En écrivant dans un cadre scolaire sur leur pratique professionnelle pour être lu par d’autres, les élèves s’inscrivent dans un cadre social. Il leur permet de valoriser leur travail, de le faire connaître et reconnaître et ainsi de transformer leurs pratiques, c’est-à-dire leur comportement à l’école, transférable plus tard dans une société industrielle. « La compétence est un construit social qui requiert la reconnaissance par autrui d’une expertise sur un champ d’activité ». Martineau, 2000.

L’enjeu est identitaire. Cette identité structurée par la rédaction se fonde sur des valeurs. En écrivant sur leurs actions, les élèves transforment du ponctuel, du vécu en situation, en données distanciées car ils prennent du recul sur leurs gestes, leurs émotions, sur eux-mêmes. Par l’expérimentation dans l’action, puis grâce au travail de rédaction, ils gagnent en légitimité car être amené à décrire et analyser ses pratiques, entraîne forcément un processus de rationalisation et la constitution de multiples savoirs (connaissances ?).

 

Au fil du processus d’écriture, les élèves passent de propos entendus concernants les résistances à l’écriture « Je ne sais pas écrire, et de toute manière, je suis en technique et pas en Français ! » à des formulations plus positives sur leur rapport à l’écriture. Kevin, « Je ne savais pas que je savais écrire, j’ai envie de continuer », Cédric « Maintenant j’écris mes interventions, cela me permet d’apprendre mon texte à dire » (en complément du PP de présentation de stage).

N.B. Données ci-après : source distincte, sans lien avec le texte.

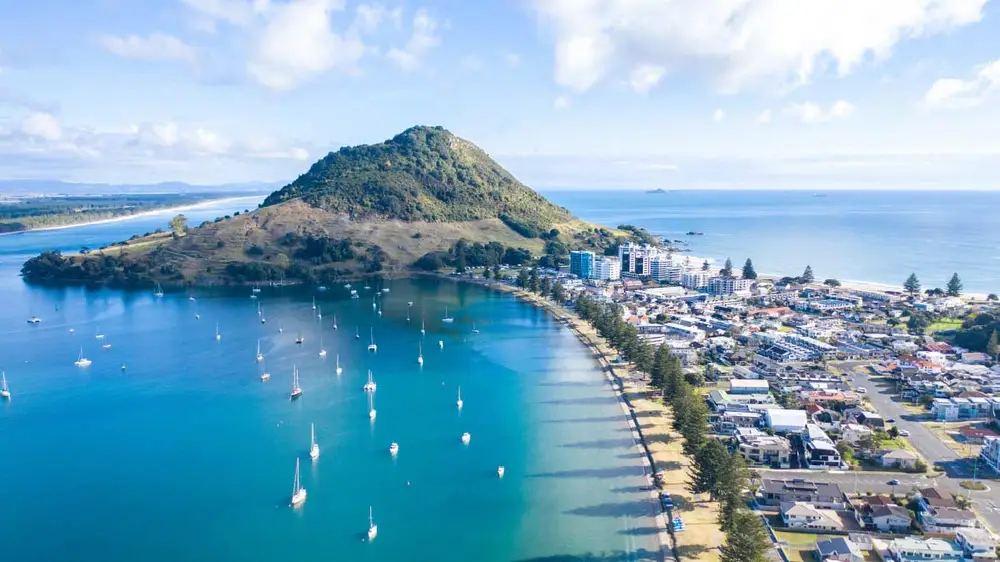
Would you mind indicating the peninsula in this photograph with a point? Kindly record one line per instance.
(411, 201)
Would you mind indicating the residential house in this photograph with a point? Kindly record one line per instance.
(822, 494)
(899, 458)
(820, 452)
(990, 453)
(759, 448)
(976, 544)
(801, 515)
(947, 520)
(840, 549)
(890, 518)
(976, 434)
(742, 386)
(782, 420)
(731, 420)
(931, 497)
(909, 549)
(853, 432)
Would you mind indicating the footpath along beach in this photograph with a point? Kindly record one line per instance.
(658, 445)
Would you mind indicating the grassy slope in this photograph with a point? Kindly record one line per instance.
(199, 250)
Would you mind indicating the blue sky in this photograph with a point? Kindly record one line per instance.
(566, 93)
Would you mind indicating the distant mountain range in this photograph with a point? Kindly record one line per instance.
(22, 188)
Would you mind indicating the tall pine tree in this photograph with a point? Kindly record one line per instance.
(747, 540)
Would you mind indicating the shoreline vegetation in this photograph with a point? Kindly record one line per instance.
(57, 213)
(667, 469)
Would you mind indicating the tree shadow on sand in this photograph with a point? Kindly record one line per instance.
(641, 555)
(612, 472)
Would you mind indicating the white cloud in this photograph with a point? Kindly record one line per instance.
(157, 46)
(953, 93)
(810, 112)
(425, 37)
(740, 42)
(42, 126)
(645, 77)
(370, 17)
(297, 43)
(472, 63)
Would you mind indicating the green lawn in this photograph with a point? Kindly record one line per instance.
(944, 324)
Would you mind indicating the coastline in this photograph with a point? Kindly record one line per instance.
(620, 387)
(142, 214)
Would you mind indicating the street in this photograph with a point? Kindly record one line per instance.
(956, 468)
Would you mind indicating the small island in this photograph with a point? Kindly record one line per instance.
(423, 200)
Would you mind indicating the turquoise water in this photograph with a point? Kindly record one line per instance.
(186, 455)
(876, 236)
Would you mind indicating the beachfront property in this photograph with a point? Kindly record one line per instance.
(911, 549)
(761, 449)
(821, 494)
(581, 264)
(806, 516)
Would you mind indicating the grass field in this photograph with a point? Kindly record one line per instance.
(945, 324)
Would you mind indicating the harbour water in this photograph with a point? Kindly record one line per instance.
(873, 236)
(187, 455)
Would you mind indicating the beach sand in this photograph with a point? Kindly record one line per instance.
(656, 441)
(154, 212)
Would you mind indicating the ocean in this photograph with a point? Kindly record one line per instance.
(186, 455)
(872, 236)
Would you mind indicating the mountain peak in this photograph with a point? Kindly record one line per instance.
(422, 174)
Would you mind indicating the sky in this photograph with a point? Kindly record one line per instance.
(567, 94)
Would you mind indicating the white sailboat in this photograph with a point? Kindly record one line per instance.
(82, 361)
(296, 390)
(298, 492)
(313, 445)
(372, 527)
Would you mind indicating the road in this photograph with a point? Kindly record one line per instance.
(956, 467)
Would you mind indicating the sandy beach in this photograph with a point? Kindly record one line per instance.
(154, 212)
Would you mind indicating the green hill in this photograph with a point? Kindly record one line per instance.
(422, 174)
(423, 199)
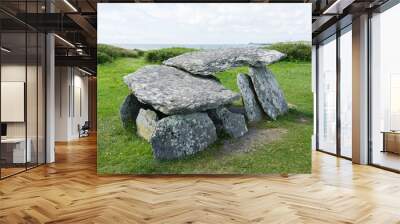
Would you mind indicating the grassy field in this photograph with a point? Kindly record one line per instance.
(122, 151)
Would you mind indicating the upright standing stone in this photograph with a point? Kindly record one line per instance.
(254, 112)
(230, 123)
(181, 135)
(268, 92)
(146, 123)
(129, 110)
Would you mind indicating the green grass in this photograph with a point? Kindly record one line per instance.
(121, 151)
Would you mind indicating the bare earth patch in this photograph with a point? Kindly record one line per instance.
(251, 140)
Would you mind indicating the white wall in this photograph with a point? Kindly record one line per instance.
(70, 83)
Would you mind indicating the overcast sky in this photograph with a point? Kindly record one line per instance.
(147, 23)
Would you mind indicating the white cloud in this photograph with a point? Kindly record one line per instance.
(213, 23)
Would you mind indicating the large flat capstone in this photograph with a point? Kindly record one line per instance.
(268, 92)
(173, 91)
(181, 135)
(208, 62)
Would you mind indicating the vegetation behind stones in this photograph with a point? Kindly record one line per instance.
(160, 55)
(108, 53)
(295, 51)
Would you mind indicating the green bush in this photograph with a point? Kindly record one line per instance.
(103, 58)
(107, 53)
(160, 55)
(295, 51)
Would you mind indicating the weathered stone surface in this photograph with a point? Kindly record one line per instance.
(209, 62)
(268, 92)
(173, 91)
(230, 123)
(129, 110)
(254, 112)
(146, 123)
(180, 135)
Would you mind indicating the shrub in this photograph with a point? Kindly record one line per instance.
(160, 55)
(295, 51)
(107, 53)
(103, 58)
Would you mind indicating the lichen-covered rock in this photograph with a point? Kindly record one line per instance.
(146, 123)
(254, 112)
(181, 135)
(129, 110)
(227, 122)
(173, 91)
(268, 91)
(208, 62)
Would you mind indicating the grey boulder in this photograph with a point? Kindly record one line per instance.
(253, 110)
(208, 62)
(268, 91)
(146, 123)
(129, 110)
(227, 122)
(181, 135)
(173, 91)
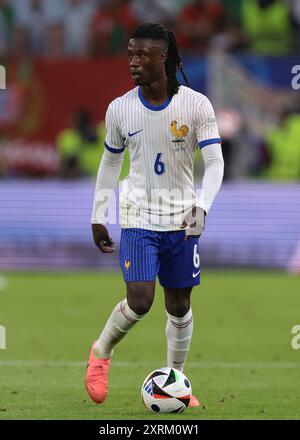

Ces propos permettent de saisir quelques-unes unes des transformations vécues et perçues. En fait, ils savent écrire s’ils sont guidés et encouragés, et lorsque l’un d’entre eux s’étonne de ses capacités, ce n’est pas à propos de sa maîtrise ou non de l’écriture, mais de ce qui a pu être dit et entendu, écouté par les autres membres de l’équipe ou intervenants extérieurs. Yann Boulay « Je n’arrivais pas à m’arrêter, et tout le monde (jury d’EPS) a trouvé cela très intéressant, j’ai franchement été étonné ». Cette transformation du rapport à l’écriture permet de penser que les résistances de départ étaient en partie liées à la crainte du jugement.